Les popovs qui ont occupé notre position se taisent. S’ils essaient de nous tromper en élevant la voix, nous les reconnaîtrons immédiatement. Décidément, Wiener !… Les voilà qui nous canardent, c’est tout ce qu’ils trouvent à répondre.

— Schweinhund ! gueule Wiener. Bande de cons.

Quel type, Wiener ! Il devrait être général. Il devrait être même le Führer. C’est lui qui nous sauve, chaque fois, c’est pas Hitler !

La position, on ne peut que difficilement la reprendre. C’est Wiener qui décide. C’est lui notre Führer, nous n’avons confiance qu’en lui. Heil ! notre Führer !

Ils canardent sec même ces damnés moujiks. C’est à ne pas oser bouger. Et ce qu’il y a de plus inquiétant, c’est le bruit de moteur que l’on entend pas loin. Les popovs disposent d’un ou deux chars derrière la crête. Ils vont diriger leur tir sur nous.

Wiener fait sans doute les mêmes déductions. Il glisse précautionneusement en arrière en traînant son arme. Un camarade à gauche vient d’écoper.

— En arrière les gars ! gueule Halls.

C’est aussi dangereux que d’avancer. À qui pourrais-je bien penser pour me donner du courage ? À ma mère ? Ai-je une mère ? Quelqu’un m’a-t-il mis au monde pour me faire voir cela ? À Paula ? De quoi a l’air ma copie d’amour dans mon univers… À ma peau ? De quoi a-t-elle l’air ma peau ? Elle ressemble à celle de Halls et je n’ose plus le regarder. C’est con d’avoir du courage pour rien… Si, il y a Wiener ! l’ancien, Wiener, notre Führer ! Il vaut la peine de mourir pour lui.

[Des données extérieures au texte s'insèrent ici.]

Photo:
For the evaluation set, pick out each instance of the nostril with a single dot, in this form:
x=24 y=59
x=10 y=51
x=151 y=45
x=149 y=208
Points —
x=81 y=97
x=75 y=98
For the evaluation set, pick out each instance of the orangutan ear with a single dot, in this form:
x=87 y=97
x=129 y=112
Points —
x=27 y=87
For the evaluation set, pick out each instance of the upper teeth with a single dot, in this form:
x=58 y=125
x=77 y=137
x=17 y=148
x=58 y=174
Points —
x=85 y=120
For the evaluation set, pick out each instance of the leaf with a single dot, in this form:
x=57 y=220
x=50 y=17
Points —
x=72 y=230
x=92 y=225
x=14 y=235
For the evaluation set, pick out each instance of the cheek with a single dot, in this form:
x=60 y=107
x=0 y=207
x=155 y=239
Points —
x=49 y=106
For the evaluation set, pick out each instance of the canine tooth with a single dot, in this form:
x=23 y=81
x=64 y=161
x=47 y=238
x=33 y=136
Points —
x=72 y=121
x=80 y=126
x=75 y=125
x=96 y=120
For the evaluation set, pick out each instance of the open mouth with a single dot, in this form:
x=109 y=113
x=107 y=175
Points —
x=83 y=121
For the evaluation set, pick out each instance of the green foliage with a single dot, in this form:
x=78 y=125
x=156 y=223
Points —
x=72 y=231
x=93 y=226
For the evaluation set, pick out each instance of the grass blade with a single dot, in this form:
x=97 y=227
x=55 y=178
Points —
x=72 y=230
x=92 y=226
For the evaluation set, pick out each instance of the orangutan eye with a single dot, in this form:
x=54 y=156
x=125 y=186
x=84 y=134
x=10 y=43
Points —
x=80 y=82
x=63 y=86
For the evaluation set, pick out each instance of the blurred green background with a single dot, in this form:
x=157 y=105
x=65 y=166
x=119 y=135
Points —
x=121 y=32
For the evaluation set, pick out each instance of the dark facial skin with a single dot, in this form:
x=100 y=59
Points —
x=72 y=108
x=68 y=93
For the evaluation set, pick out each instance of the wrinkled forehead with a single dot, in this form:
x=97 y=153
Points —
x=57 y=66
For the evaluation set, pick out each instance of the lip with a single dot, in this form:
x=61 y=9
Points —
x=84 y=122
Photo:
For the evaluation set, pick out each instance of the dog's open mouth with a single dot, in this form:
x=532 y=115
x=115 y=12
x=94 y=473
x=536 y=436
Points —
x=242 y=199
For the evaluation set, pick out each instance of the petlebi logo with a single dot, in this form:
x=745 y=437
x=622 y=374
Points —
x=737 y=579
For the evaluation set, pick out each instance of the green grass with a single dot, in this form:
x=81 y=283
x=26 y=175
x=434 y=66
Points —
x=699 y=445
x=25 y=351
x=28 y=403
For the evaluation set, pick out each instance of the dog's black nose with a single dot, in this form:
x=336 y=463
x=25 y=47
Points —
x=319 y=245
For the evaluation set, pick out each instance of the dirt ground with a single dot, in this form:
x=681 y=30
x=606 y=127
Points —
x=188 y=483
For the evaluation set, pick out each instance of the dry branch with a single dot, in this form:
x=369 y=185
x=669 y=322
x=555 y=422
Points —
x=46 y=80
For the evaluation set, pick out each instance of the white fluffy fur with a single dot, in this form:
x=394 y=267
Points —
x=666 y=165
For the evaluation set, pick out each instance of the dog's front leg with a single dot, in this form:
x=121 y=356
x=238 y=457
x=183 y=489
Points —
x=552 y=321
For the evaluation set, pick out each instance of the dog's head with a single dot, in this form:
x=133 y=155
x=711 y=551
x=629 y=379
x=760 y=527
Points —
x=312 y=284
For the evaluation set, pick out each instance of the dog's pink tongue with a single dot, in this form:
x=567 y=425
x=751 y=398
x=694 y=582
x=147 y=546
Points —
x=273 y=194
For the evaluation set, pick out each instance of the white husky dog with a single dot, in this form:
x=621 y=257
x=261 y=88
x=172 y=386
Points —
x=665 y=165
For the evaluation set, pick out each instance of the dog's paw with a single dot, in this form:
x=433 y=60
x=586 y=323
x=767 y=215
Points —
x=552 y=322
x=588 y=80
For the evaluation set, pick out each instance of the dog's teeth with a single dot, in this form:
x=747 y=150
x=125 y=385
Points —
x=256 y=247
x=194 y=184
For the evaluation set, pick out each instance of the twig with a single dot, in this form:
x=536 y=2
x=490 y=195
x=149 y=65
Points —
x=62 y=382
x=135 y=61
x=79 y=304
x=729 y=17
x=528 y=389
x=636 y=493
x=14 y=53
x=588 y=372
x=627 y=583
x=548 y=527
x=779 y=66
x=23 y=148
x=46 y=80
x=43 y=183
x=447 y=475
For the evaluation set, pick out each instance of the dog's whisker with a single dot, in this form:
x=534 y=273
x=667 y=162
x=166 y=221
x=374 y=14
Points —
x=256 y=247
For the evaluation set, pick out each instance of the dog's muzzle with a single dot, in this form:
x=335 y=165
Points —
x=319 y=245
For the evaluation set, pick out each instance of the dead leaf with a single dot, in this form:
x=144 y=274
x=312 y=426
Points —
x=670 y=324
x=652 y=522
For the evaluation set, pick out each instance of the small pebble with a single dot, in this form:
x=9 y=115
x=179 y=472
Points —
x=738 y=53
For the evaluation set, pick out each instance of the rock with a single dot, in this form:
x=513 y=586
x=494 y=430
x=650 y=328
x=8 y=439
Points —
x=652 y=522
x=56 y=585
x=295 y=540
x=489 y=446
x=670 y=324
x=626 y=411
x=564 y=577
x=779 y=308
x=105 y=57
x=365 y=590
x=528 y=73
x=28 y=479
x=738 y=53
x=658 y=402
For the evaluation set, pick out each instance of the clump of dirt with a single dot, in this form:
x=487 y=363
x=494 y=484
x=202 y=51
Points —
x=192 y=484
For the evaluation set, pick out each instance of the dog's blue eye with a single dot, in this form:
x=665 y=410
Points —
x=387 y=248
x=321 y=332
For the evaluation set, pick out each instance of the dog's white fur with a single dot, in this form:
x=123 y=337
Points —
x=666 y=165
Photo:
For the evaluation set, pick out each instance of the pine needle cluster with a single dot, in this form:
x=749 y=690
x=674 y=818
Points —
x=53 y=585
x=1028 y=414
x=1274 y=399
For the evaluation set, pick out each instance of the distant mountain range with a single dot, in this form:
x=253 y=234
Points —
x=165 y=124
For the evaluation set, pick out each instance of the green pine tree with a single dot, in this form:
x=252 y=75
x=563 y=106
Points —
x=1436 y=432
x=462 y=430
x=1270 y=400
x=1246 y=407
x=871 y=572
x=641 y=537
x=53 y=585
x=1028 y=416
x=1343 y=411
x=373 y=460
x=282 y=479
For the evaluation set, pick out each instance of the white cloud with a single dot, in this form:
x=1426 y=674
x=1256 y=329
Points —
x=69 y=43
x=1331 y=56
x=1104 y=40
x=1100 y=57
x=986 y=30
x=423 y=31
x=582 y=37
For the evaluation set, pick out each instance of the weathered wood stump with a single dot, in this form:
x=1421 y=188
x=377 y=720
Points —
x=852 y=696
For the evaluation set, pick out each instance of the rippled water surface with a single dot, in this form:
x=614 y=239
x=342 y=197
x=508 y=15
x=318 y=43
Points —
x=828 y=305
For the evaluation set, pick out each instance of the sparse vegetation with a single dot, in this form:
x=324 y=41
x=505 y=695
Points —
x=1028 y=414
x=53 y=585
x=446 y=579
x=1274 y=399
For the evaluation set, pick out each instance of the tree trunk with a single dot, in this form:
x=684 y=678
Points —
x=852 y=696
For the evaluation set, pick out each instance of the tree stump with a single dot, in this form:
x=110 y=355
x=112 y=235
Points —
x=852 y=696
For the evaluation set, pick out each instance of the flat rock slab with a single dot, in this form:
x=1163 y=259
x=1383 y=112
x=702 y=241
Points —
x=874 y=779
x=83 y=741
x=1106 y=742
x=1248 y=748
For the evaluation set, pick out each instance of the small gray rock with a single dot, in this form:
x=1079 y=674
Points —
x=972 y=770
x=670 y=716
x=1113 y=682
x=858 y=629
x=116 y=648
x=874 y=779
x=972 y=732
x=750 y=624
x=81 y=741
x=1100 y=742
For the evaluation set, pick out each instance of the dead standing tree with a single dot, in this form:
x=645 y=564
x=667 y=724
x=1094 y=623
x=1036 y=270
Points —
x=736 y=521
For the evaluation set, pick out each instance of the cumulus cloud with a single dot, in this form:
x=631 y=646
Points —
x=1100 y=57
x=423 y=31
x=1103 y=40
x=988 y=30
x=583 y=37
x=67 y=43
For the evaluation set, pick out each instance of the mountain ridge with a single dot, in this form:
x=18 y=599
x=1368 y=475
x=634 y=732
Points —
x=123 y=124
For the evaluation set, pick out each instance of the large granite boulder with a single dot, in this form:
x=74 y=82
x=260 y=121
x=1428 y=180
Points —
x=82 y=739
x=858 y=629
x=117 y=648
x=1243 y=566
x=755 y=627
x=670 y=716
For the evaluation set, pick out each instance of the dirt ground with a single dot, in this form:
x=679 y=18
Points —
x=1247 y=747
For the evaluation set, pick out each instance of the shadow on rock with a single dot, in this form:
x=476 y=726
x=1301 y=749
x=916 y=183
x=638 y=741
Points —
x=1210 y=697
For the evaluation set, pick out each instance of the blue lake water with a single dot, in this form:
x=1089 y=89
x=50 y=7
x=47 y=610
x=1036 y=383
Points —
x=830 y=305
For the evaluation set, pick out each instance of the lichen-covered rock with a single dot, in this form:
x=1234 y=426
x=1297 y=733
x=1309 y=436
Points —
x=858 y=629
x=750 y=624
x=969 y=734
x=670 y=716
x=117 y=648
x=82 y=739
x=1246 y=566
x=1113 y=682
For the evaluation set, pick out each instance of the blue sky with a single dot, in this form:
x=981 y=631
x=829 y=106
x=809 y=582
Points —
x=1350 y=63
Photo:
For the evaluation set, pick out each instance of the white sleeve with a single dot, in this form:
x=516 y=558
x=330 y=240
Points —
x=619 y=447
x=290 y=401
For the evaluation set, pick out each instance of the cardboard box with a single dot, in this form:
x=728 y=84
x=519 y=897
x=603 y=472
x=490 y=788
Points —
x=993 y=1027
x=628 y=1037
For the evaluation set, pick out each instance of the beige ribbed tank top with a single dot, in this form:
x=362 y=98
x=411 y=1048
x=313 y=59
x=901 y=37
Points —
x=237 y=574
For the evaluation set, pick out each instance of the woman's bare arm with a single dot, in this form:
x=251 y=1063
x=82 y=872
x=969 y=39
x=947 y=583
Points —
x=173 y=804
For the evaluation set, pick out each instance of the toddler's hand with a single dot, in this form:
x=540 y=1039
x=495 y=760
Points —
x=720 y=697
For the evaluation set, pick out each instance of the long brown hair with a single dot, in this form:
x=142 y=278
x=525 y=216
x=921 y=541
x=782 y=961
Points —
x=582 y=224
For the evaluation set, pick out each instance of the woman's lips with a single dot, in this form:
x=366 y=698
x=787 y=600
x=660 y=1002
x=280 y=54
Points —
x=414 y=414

Nous avons abandonné Hans. Il avait la hanche en bouillie. Sous le feu des Russes il nous était impossible de faire plus. Nous lui avons dit au revoir. Puisqu’il a su vivre à Memel, il saura mourir. Nous ne sommes pas inquiets.

Nous avons gagné un trou de bombe où nos deux F.M. sont en batterie. Comme nous nous y attendions, les Russes bombardent le boyau et les alentours avec l’artillerie des chars que nous avions devinés. Au nord, comme au sud d’ailleurs, la machine de guerre reprend de l’activité. Les Russes descendent maintenant dans le boyau. C’est terrible à voir. Il faut avoir déjà passé par où nous sommes passés pour ne pas mourir d’appréhension. Wiener ne tire pas, il nous regarde et nous le regardons, quêtant ses conseils comme une prière. Il nous regarde et sur sa gueule terrible s’est peint l’immensité du désastre.

— Foutez le camp ! hurle-t-il brusquement et sa voix perce l’ouragan. Foutez le camp, vite !

Nous avons déjà ramassé notre fourbi et dégringolons au fond du trou. Nous marquons un temps d’arrêt et regardons Wiener.